Whilst deafblind people might not compose the biggest demographic group in the world, we're still talking about tens of thousands - if not hundreds of thousands - of people. And dare I suggest that the web is more important to those users than almost any other group...

Anonymous said...

Please stop bumping this post. It keeps re-appearing in Planet aggregators, which is rude and akin to reposting the same content over and over just to get some more exposure.

Andrew Parker said...

I find it ironic that I have to fill out Google's old school CAPTCHA in order to comment on this post.

GREAT JOB! What a cool idea!

Ben Maurer said...

I'm sorry about bumping the post. I had to make a few edits, and it looks like planet is looking at when I updated the post. Complain to the developers ;-).

Anonymous said...

Where can I download a C# version of the api?

Anonymous said...

I had to deactivate this because it wasn't letting any comments through and didn't alert users that their comment did not go through - that should be worked on.
Just a question - Why arean't you using it for your comment system?

Ben Maurer said...

>I had to deactivate this because it >wasn't letting any comments through and
>didn't alert users that their comment did
>not go through - that should be worked on.

Could you give some more details?


>Just a question - Why arean't you using
>it for your comment system?

Blogger doesn't let me ;-(.

Jody+ said...

This is a great idea. I downloaded the wordpress plugin last night however and this morning one of my commenters encountered an error in IE. I duplicated it in IE7...when a person goes to the comment page they are told that "internet explorer cannot open the internet site ______ operation aborted" after which the page goes to a blank page.
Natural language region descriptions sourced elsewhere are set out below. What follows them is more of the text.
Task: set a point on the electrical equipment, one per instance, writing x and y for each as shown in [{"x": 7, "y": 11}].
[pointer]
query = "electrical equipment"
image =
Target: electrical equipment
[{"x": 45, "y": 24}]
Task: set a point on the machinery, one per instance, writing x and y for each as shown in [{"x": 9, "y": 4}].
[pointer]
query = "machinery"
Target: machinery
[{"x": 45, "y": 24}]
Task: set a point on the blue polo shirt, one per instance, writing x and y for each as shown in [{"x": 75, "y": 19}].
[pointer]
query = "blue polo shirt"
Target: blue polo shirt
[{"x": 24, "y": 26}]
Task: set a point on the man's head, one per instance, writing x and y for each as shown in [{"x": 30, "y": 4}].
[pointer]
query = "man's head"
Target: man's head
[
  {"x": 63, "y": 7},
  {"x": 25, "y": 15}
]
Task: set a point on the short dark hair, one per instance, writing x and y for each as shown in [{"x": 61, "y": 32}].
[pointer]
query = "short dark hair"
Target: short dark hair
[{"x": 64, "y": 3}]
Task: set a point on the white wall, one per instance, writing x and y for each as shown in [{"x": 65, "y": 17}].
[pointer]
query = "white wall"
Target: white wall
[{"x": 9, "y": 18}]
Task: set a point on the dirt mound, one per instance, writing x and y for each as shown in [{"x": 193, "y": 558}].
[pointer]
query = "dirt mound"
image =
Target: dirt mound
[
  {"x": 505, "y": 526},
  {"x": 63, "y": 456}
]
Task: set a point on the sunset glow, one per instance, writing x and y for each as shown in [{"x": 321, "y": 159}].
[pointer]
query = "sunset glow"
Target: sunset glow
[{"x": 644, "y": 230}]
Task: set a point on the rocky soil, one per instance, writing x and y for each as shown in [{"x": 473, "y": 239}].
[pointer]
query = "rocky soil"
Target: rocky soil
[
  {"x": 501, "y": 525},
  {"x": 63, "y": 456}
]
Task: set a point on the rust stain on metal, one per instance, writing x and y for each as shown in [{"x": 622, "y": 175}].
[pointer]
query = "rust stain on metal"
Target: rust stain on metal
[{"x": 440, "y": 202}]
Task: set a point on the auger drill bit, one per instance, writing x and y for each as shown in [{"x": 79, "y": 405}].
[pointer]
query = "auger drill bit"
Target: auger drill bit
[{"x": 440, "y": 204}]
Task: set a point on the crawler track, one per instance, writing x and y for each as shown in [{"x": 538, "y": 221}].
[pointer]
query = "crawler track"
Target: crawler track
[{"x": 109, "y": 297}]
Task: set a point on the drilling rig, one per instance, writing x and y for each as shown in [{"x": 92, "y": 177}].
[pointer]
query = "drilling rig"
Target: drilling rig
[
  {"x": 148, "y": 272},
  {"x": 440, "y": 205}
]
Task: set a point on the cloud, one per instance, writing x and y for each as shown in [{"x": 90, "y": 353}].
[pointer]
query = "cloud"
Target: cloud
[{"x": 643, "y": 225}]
I read that this error is often triggered by java script and tables in a particular order in the body section, but my theme uses divs, not tables. Any thoughts about what the problem may be? I'd love to use this but I can't until I find a solution...

Jaaky said...

reCaptcha is cool. I use it in my site.

Catgofire said...

I like it, but I'm doing a site that can't require JavaScript (don't ask me, ask Internet Explorer)... that solution is kind of cumbersome.